Now that #130 has been fixed, fnWAG() uses the fixed frequencies estimated in the WAG paper, and produces a fixed Q matrix with no parameters.

However, what people usually do is to estimate the frequencies, while fixing the symmetric exchangabilities. This would be easy to code, the only question is what kind of syntax we would want and what to name things.

Basically we want something like fnWAG() has the current behavior, but fnWAG(pi) uses frequencies in pi. Then we could place a dirichlet distribution (or something) on pi.
Also, technically, this is a GTR model, with exchangabilities supplied by WAG, and frequencies pi being estimated. If the GTR model could be changed to take a symmetric matrix, then we could make fnWAG() just return the symmetric matrix, and WAG+F would be something like fnGTR(fnWAG(),pi).
A third approach (which seems to work so far) is to define fnWAG(pi) to always take a frequency vector. We then add a fnWAG_freq() to yield the fixed frequencies from the WAG paper. Users would the write fnWAG(pi) to estimate frequencies pi, and would write fnWAG(fnWAG_freq()) to use the fixed frequencies.

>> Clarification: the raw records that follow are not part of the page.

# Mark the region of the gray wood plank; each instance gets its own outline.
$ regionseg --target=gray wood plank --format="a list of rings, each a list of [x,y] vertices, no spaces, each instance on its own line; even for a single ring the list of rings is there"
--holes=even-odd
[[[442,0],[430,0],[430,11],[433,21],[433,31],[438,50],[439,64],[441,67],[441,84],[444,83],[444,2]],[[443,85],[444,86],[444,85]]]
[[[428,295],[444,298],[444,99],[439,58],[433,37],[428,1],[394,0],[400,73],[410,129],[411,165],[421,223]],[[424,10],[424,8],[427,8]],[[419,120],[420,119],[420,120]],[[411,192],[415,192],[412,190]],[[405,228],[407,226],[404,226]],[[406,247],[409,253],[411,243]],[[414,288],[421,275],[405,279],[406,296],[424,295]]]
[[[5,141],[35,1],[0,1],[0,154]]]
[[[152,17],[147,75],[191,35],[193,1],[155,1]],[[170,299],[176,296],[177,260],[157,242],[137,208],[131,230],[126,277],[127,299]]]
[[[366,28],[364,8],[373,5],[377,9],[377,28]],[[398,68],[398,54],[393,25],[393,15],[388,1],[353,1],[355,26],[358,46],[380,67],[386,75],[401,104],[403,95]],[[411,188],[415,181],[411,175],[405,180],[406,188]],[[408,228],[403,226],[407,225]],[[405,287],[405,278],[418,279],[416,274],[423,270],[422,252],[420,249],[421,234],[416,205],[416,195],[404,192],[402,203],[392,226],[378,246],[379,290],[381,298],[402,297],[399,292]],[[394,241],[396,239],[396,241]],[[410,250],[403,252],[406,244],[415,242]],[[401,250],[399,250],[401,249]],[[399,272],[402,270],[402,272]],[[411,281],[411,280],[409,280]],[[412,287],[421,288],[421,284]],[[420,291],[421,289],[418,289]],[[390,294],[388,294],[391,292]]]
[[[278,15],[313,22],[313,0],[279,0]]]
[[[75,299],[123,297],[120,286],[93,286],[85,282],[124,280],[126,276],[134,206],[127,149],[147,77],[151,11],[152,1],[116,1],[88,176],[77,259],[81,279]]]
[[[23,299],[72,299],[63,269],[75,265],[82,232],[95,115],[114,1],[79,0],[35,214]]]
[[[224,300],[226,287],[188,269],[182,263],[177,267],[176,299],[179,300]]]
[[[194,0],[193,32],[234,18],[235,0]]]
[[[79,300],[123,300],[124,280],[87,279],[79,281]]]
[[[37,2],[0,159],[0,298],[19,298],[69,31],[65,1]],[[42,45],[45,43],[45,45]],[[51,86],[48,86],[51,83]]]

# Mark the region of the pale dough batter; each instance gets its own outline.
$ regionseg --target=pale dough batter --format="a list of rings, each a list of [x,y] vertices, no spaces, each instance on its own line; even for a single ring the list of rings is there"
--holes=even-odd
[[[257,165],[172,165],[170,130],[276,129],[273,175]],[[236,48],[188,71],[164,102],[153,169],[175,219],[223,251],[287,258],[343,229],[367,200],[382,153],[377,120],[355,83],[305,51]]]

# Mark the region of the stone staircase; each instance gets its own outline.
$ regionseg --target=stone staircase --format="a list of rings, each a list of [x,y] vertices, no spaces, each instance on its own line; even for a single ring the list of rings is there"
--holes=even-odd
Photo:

Since estimating frequencies is more common than using the fixed frequencies, I would recommed something like approach 3. If revbayes functions support default values for parameters, we could make fnWAG_freq() to be the default_value of pi for fnWAG(pi), which would be pretty nice.

Thoughts?

P.S. Here is a case where someone wants to estimate the amino-acid frequencies, although not with the WAG - https://groups.google.com/forum/#!topic/revbayes-users/cmhwuYklecg

bredelings · 2018-07-31T19:12:55Z

@mlandis @hoehna @jembrown

jembrown · 2018-08-02T19:04:44Z

The ability to estimate frequencies seems like a good idea, but I don’t have a strong opinion about the syntax. I’m guessing others might, though! Cheers, Jeremy

…

On Jul 31, 2018, at 2:14 PM, Benjamin Redelings ***@***.***> wrote: Right now fnWAG() uses the fixed frequencies estimated in the WAG paper, and produces a fixed Q matrix with no parameters. However, what people usually do is to estimate the frequencies, while fixing the symmetric exchangabilities. This would be easy to code, the only question is what kind of syntax we would want and what to name things. Basically we want something like fnWAG() has the current behavior, but fnWAG(pi) uses frequencies in pi. Then we could place a dirichlet distribution (or something) on pi. Also, technically, this is a GTR model, with exchangabilities supplied by WAG, and frequencies pi being estimated. If the GTR model could be changed to take a symmetric matrix, then we could make fnWAG() just return the symmetric matrix, and WAG+F would be something like fnGTR(fnWAG(),pi). A third approach (which seems to work so far) is to define fnWAG(pi) to always take a frequency vector. We then add a fnWAG_freq() to yield the fixed frequencies from the WAG paper. Users would the write fnWAG(pi) to estimate frequencies pi, and would write fnWAG(fnWAG_freq()) to use the fixed frequencies. Since estimating frequencies is more common than using the fixed frequencies, I would recommed something like approach 3. Thoughts? P.S. Here is a case where someone wants to estimate the amino-acid frequencies, although not with the WAG - https://groups.google.com/forum/#!topic/revbayes-users/cmhwuYklecg <https://groups.google.com/forum/#!topic/revbayes-users/cmhwuYklecg> — You are receiving this because you were mentioned. Reply to this email directly, view it on GitHub <revbayes/revbayes#132>, or mute the thread <https://github.com/notifications/unsubscribe-auth/AAyDikPGtdZpEwbgCUeQqTkqKzf36nhZks5uMKyDgaJpZM4VpDXM>.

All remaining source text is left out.